LPath is a command line tool to validate stage transition path of a game. A typical scenario is when a platformer game has a non-linear stage traversal path, we must validate, that player can really reach the end-game stage. It is possible that player fail to finish the game with the following reasons:

  1. A stage requires special skills to pass through. However the skills can't be retrieved in previous stages. Player are stuck when reaching this stage.
  2. A stage leads to a circular path, forcing player to endlessly go through a path without reaching end of game.

I used lpath tool to validate my game design of my own game project, Tsetesg's Adventure.

Quick start

lpath is developed by (Zig programming language](https://ziglang.org). For now I use zig master branch, in order to manage dependencies with zigmod tool.

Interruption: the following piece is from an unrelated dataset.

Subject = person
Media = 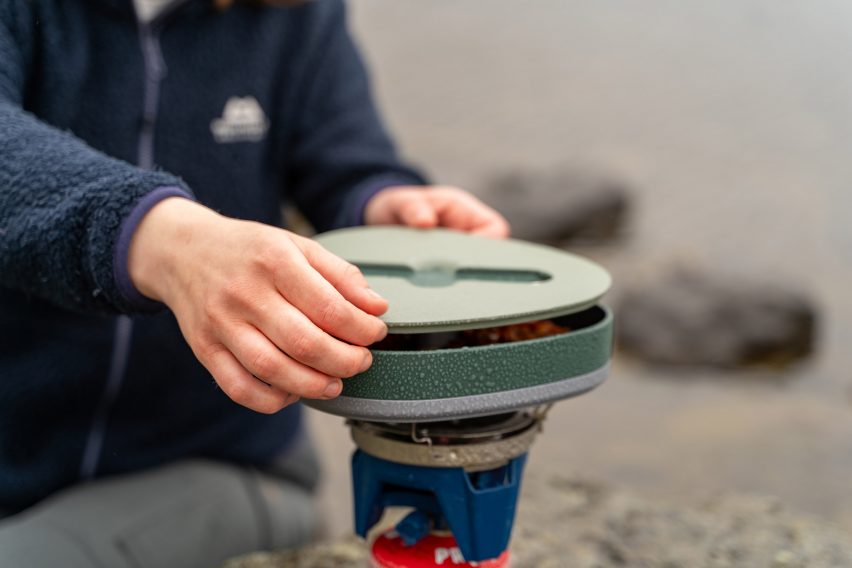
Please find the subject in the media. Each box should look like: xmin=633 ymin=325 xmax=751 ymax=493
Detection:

For Archlinux users, you may install zig and zigmod from AUR with command line below. Note that you may also need to install zls for LSP support.

yay -S zig-dev-bin zigmod-bin

## If you need LSP support
git clone https://github.com/zigtools/zls
cd zls
zig build -Doptimize=ReleaseSafe
cp ./zig-out/bin/zls ~/bin/zls

After installing correct zig and zigmod build, build code from command below.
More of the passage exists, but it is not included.